An Effective Quality Assurance Method for TomoTherapy Craniospinal Irradiation Patients with A 3D Semiconductor Phantom
S Wang*, K Burkhardt, S Chang, J Lian, University of North Carolina at Chapel Hill, Chapel Hill, NCSU-E-T-188 Sunday 3:00PM - 6:00PM Room: Exhibit Hall
Purpose: This study aims to develop an effective and efficient approach to perform delivery quality assurance (DQA) to any large length spine in Tomo craniospinal irradiation (CSI) with a 3D semiconductor phantom.

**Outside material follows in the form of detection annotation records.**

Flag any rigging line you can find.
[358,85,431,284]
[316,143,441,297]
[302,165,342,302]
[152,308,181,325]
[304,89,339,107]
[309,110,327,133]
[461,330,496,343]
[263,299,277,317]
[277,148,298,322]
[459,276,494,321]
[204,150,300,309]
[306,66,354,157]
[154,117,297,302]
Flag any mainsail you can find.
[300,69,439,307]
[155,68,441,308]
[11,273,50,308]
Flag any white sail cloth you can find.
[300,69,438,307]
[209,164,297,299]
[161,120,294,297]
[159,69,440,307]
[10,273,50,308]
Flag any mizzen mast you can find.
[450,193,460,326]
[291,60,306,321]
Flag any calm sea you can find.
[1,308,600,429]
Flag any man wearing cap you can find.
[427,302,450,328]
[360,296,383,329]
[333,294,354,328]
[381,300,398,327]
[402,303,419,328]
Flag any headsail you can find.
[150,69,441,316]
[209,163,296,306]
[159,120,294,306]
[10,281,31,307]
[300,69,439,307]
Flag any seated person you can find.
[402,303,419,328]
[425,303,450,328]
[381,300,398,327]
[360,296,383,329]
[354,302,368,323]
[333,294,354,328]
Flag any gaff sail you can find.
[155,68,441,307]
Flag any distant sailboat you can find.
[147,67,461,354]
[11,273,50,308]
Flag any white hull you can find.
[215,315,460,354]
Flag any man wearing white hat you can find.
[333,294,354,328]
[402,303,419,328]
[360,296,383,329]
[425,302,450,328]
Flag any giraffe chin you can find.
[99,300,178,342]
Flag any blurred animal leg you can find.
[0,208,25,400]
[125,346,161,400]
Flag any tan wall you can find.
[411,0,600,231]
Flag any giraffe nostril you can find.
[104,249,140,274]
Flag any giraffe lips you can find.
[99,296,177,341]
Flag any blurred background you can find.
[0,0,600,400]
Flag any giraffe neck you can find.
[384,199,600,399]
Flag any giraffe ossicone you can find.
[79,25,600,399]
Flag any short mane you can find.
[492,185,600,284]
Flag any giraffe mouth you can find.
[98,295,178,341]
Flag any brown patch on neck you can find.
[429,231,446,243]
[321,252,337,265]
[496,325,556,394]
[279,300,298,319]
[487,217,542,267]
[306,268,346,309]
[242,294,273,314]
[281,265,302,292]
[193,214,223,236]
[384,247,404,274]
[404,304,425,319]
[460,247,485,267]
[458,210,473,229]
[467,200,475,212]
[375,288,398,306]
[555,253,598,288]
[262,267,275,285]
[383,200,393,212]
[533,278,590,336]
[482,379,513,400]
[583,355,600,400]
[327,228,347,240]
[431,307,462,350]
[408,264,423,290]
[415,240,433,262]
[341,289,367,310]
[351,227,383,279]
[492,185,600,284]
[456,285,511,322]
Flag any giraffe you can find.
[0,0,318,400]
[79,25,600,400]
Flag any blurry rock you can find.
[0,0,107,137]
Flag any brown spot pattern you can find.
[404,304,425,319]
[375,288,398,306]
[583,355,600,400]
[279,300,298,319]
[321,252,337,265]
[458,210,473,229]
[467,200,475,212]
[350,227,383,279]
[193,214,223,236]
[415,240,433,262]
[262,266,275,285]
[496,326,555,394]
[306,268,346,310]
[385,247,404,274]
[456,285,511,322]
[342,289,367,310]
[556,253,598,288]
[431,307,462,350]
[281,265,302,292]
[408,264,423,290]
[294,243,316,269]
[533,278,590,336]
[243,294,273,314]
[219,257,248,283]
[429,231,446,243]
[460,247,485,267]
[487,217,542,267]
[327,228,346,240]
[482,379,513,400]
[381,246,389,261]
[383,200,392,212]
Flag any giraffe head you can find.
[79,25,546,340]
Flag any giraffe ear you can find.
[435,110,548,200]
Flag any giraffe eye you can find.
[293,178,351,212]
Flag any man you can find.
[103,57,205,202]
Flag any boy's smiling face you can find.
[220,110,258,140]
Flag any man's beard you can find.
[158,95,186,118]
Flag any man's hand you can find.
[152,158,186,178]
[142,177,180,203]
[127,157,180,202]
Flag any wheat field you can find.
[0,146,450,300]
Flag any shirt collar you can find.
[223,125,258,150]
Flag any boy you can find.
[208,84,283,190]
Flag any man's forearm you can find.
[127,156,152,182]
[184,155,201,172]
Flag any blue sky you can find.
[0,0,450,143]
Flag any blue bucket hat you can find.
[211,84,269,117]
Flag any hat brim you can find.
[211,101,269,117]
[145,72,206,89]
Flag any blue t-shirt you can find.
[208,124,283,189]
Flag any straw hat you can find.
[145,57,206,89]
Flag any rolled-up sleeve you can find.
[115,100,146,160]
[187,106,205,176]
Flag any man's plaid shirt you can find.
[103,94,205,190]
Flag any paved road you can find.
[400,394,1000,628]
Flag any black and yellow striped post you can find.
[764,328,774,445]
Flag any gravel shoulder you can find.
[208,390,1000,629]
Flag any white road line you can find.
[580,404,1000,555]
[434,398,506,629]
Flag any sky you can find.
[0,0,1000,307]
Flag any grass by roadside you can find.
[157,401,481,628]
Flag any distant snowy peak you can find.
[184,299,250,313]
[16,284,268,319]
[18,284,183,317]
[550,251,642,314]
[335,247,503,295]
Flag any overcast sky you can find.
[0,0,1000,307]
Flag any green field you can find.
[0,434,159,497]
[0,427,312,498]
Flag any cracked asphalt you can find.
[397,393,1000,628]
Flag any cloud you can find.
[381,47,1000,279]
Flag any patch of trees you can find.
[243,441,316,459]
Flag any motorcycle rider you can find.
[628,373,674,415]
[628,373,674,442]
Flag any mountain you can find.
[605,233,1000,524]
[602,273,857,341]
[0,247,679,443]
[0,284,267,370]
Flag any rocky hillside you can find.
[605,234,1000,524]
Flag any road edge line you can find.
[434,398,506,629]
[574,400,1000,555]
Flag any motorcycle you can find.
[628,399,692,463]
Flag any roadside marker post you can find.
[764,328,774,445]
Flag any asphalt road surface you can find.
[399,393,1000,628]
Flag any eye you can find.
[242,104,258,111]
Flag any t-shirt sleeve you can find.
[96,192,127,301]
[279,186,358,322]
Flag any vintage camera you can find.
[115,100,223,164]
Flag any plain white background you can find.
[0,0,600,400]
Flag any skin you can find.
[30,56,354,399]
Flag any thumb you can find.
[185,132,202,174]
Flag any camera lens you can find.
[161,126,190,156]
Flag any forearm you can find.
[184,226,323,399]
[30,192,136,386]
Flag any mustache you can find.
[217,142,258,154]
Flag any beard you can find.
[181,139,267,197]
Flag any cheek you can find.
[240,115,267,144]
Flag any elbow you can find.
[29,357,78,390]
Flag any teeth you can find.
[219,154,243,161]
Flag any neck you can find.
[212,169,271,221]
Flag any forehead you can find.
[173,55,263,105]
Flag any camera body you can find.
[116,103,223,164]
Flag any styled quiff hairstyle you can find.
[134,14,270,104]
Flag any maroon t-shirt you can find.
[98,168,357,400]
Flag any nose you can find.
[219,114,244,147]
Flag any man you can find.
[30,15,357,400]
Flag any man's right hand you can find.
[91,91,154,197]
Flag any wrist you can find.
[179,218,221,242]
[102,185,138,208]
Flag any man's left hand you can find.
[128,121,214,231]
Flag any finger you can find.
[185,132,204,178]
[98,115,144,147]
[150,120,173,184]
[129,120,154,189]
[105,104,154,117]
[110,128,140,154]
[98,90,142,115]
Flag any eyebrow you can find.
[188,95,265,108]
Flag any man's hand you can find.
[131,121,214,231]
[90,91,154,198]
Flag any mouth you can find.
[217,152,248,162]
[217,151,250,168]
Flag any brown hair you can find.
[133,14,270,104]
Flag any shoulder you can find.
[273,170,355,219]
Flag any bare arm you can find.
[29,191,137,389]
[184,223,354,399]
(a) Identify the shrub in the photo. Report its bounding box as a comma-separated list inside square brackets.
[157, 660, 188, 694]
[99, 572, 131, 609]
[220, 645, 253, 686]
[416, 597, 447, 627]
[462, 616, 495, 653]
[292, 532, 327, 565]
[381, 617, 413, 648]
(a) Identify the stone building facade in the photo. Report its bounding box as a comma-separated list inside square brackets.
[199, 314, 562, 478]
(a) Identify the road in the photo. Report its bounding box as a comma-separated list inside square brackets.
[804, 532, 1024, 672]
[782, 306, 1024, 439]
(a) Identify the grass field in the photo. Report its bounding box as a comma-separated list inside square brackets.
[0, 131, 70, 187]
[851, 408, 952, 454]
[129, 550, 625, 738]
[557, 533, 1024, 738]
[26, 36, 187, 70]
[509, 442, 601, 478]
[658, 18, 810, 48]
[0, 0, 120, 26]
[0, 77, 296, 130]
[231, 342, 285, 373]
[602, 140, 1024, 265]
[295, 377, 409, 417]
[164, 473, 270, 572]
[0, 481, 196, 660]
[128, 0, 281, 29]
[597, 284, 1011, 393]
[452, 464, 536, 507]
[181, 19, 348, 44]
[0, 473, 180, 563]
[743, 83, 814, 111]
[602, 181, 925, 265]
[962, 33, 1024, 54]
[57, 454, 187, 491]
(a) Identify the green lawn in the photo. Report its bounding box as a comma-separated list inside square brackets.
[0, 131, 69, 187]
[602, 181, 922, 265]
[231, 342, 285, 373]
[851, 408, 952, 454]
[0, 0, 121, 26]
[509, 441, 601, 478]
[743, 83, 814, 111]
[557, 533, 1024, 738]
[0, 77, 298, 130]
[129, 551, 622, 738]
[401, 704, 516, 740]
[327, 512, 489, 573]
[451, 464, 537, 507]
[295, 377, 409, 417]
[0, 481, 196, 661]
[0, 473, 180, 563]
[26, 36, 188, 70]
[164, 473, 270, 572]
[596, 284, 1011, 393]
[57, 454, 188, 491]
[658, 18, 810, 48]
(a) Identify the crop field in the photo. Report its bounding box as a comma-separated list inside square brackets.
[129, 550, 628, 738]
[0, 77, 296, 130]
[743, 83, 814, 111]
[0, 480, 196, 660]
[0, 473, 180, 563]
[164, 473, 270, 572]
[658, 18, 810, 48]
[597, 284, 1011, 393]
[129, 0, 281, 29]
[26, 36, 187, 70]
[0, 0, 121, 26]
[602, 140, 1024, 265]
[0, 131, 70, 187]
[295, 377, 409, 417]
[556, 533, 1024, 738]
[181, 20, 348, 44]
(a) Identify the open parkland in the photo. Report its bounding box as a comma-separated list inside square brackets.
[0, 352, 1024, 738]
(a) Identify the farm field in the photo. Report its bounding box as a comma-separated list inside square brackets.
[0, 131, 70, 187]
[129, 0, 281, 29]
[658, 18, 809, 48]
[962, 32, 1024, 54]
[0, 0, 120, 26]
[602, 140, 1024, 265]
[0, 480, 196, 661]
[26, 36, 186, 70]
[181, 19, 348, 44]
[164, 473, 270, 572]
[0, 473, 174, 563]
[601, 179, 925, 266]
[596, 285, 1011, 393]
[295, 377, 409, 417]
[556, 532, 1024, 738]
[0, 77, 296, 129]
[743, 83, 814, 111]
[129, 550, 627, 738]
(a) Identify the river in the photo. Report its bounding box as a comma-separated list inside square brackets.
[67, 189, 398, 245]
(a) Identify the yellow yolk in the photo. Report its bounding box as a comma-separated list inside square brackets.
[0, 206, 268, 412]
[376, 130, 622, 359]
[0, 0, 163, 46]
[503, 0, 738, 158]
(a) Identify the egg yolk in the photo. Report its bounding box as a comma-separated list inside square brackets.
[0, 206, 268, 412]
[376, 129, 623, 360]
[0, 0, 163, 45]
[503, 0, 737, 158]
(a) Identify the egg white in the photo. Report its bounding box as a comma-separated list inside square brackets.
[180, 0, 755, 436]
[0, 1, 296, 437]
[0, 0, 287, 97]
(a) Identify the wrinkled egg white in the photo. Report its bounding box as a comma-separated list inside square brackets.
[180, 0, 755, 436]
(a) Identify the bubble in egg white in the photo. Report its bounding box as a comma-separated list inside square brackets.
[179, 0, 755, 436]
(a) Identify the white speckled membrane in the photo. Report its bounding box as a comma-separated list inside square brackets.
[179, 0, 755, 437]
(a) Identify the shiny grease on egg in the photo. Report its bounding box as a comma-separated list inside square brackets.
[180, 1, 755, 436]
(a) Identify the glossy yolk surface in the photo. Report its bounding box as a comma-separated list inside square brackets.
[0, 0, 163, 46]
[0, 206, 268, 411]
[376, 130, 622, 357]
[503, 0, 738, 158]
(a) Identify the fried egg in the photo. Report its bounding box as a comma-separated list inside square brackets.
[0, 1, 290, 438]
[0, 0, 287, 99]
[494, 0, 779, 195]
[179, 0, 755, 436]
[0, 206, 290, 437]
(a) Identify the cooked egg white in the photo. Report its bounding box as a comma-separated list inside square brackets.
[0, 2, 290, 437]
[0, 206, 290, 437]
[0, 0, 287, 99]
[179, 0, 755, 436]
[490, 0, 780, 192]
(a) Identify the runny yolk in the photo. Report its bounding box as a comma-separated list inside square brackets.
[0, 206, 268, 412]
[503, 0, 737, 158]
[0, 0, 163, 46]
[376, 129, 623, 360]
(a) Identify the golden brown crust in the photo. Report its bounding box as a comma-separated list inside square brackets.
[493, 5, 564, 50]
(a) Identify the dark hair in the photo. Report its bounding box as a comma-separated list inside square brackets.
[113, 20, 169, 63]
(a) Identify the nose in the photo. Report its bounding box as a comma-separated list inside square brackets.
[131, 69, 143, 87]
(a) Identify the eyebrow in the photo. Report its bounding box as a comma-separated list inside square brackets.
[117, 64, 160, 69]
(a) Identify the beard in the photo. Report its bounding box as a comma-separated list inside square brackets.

Methods: It is challenging to use conventional method to perform DQA to an entire large length of spine because the Tomo machine limits the maximum longitudinal distance between red and green laser (=18 cm). In order to overcome this limit, three DQA plans for each CSI patient were generated for covering the entire treatment site, in which we intentionally overlapped the red and green laser in DQA calculation, then we measured the distance (d) between the centers of the phantom and lasers. When using SunNucelar QA software to compute the plannar dose, we set the center of the cylindrical surface by applying d to the IEC Z coordinate. In phantom setup, we first align the center of phantom with green laser then manually shift the phantom superiorly or inferiorly d. With this new approach, we measured five CSI patients using a commercial 3D semiconductor phantom, the ArcCHECK (SunNuclear). The measured and computed dose is compared with gamma analysis and (3%, 3 mm) agreement criteria.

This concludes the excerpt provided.